Wednesday, February 23, 2005

Athletic club clerk on mend from attack

Police continue to search for leads in Ketchum assault


By MATT FURBER
Express Staff Writer

Ned Burns eases though his recovery with his fiancé Sara Lovell, Tuesday, prior to being released from the hospital a week after being admitted for emergency surgery to sew up an explosive blow to his abdomen delivered by an unknown attacker last week. Burns is a desk clerk at the Zenergy athletic club at the Thunder Spring residential complex in Ketchum where the attack occurred Feb. 15. Express photo by Dana DuGan

Volunteering time with the press Tuesday morning, Zenergy athletic club front desk clerk Ned Burns spoke about the attack that sent him to the emergency room a week ago. Police have reported no progress in the search for an assailant whose attack Feb. 15 resulted in Burns having his entire abdomen sutured.

Burns was released Tuesday from St. Luke's Wood River Medical Center after doctors made sure his digestive system was working properly again. Telephone notes, get well cards and a tall orchid decorated Burns' recovery room at the hospital as he and his fiancé Sara Lovell, who has sat with him throughout his weeklong recovery, spoke with the Mountain Express.

"The skin around (the scar) feels really weird," Burns said, showing the clean line of his stitched wound that's covered with 15 strips of medical tape arranged like a zipper from his pelvis to his chest. More stitches hold his innards together, which doctors predict will take about six weeks to heal completely.

"It is so good to know I have so many friends in the community. It has been important. I think it really has helped me to heal up faster," Burns said.

Lovell said a switchboard operator told her that Burns had received so many calls that she felt like she should have known Burns too.

Police are calling the attack aggravated battery. A sign posted on the entrance to the club last week referred to the incident as something stemming from a "personal situation."

"I think (the club) wanted to reassure (club members) that they were safe," Lovell said. "I'm sure they were in a rush, but I think there was a better way to say that. The truth is no one knows (the motive)."

Lovell said police also questioned the couple about possible motives, including jealousy and revenge.

"(Cheating) is a really common theory. Police say usually it is the motive," Lovell said. "I think anybody who knows us knows it's not a possibility."

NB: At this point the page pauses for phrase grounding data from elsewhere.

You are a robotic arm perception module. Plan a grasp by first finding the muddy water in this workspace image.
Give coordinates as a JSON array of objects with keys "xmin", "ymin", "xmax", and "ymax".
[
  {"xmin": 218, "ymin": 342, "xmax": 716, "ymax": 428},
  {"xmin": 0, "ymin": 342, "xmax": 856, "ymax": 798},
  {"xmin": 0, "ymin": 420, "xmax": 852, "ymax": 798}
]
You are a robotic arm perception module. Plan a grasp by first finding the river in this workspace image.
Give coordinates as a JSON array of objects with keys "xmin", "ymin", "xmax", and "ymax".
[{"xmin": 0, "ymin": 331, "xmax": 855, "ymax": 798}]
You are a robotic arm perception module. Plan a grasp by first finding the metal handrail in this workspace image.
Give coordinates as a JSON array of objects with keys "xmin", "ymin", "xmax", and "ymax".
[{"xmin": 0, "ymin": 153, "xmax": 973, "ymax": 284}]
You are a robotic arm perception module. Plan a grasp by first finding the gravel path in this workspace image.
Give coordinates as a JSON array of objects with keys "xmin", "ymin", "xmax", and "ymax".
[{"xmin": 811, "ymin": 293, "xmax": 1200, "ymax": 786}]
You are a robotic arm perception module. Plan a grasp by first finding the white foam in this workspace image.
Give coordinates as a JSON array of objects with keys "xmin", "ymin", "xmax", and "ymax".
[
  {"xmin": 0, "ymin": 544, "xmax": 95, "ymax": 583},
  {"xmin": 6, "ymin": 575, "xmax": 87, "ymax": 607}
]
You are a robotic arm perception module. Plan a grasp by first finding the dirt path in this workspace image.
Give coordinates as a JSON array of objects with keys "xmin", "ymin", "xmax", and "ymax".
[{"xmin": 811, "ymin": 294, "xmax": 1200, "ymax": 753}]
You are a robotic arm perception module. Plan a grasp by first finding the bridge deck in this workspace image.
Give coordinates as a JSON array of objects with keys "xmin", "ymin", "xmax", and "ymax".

Lowell and Burns said police even consider a possible vendetta because Burns recently testified in a civil lawsuit against a former manager of Solavie Spa in Ketchum who's been accused of embezzlement.

Burns said, however, that he didn't see the connection because his testimony was not much different than that of 40 other employees who also testified, and that he had a cordial conversation with the accused after a hearing Jan. 5.

"I was no smoking gun," Burns said. Lovell added that she didn't think police were ruling anything out, however.

"I've wracked my brain. I can't think of anybody in my entire life who would do this," Burns said. "I hope there's not some sicko in this town who'd want to see what it would be like to do that to someone."

The physical description of the attacker is of a white male about 5 feet 10 inches tall with a wiry frame, said Ketchum Sgt. Nathan Taylor. "We are urging citizens to come forth with any information they have."

Burns added that the attacker was wearing a ski mask or a bandana over his face and a black hood over his head.

"One of the ideas (the police) have had is (that) maybe it was a robbery, but then he hit me and freaked out," Burns said, describing his perspective of the scene when he saw the flash of a weapon he took to be a golf club due to the shininess of the handle. "I was sitting at the desk by the cash registers and computers they use to check people in. All I could see were his eyes, nose and forehead. With the way he came in, I thought it might have been a joke. He paused for half a second ... I think I was in the process of standing up ... it was like a baseball swing. He swung and hit me. It sounded like a gunshot. I screamed a constant scream. I was in pure shock and panic. It all lasted three seconds, maybe five."

Burns said a club member was working out in a corner of the exercise room behind the glass wall facing the front desk. But neither the member nor a janitor, who was busy cleaning exercise machines, noticed anything happening until police arrived at about 8:15 p.m., Tuesday, Feb. 15, Burns said.

"I took three steps towards the gym and I realized I would not make it there," Burns said, describing how he tried to round the curved desk area to go for help. "I dug deep ... sat down and called 911. I hurt really, really bad, but I had this weird calmness and fight to live. I thought a lot about (Sara)."

Burns said police and emergency responders arrived in about four minutes and his operation was under way about 50 minutes later. Monday, nearly a week into his recovery Lovell treated Burns to a bratwurst from Grumpy's, his other employer, for dinner.

"Grumpy's is a very comforting smell. It makes me feel like everything's all right," Burns said, hopeful that whoever hit him will be caught and run through the judicial system.